Ingenuity’s mass is 1.8 kg, however, in Martian gravity, it only weighs 680 g. Ingenuity is built to fly independently utilizing an onboard computer due to the 5–20 minute communication latency between Earth and Mars. All flight plans are carried out by the onboard computer. Before each flight, the Jet Propulsion Laboratory of NASA sent a list of waypoints and landmarks. They are intended to outline the path that Ingenuity must take.

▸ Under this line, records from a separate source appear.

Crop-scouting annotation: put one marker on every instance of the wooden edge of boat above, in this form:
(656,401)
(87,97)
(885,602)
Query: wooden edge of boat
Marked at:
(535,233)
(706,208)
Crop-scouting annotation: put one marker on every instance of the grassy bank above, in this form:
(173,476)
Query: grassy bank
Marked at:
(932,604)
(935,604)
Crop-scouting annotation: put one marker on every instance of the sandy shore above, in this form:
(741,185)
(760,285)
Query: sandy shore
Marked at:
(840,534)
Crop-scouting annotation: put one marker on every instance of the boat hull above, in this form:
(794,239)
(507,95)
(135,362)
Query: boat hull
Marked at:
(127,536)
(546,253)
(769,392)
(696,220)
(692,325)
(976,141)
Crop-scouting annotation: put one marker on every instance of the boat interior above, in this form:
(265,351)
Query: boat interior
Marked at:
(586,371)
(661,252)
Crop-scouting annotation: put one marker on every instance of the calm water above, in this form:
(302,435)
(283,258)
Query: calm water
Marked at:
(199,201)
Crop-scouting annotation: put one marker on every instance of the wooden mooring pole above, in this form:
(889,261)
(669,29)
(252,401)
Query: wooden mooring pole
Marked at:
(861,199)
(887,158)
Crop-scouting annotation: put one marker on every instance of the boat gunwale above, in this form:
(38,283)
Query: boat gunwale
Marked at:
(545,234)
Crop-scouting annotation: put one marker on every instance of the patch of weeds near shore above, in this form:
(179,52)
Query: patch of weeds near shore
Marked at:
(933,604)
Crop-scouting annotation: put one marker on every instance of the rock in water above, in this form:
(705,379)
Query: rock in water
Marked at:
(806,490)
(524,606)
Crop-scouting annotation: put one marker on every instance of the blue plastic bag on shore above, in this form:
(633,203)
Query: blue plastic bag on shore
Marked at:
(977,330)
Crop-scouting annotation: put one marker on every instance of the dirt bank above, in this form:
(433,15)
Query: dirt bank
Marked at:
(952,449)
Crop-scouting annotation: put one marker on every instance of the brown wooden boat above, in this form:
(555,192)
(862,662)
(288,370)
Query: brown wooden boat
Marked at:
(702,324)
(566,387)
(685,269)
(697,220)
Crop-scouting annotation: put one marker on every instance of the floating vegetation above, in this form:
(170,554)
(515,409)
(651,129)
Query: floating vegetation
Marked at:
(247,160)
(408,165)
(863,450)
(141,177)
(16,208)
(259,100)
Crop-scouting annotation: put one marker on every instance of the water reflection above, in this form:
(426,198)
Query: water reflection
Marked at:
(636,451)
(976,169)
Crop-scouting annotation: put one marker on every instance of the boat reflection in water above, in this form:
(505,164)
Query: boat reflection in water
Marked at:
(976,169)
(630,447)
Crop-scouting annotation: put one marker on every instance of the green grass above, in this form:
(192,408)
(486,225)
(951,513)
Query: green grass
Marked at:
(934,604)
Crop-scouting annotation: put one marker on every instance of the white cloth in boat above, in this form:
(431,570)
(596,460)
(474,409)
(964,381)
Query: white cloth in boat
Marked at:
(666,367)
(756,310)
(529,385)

Ingenuity is outfitted with several tools. A navigation camera, a laser range finder, and an inertial measurement unit are among them. These are fed into the onboard computer, enabling it to react to flying conditions in real-time without the need for pre-programmed human input.

Ingenuity’s rotors are susceptible to stopping or losing control because of Mars’s thin air. In order to maintain the stability of the helicopter, the computer must continuously make small control inputs. Software updates and resourceful workarounds were necessary because Ingenuity was initially built to perform brief, straightforward flights over flat terrain. They are intended to protect it because, during its journey, it came across more difficult terrain.

The feasibility of powered flight on Mars was initially a question that dogged the Mars Helicopter project. However, Ingenuity has aced every test, demonstrating that flying through Mars’ thin atmosphere is absolutely possible. The development of future Mars-bound planes will benefit from the lessons learned by Ingenuity, even though it does not include any scientific instruments and cannot reveal much about Mars itself. Its descendants will eventually be able to explore currently inaccessible areas and break even more astounding records.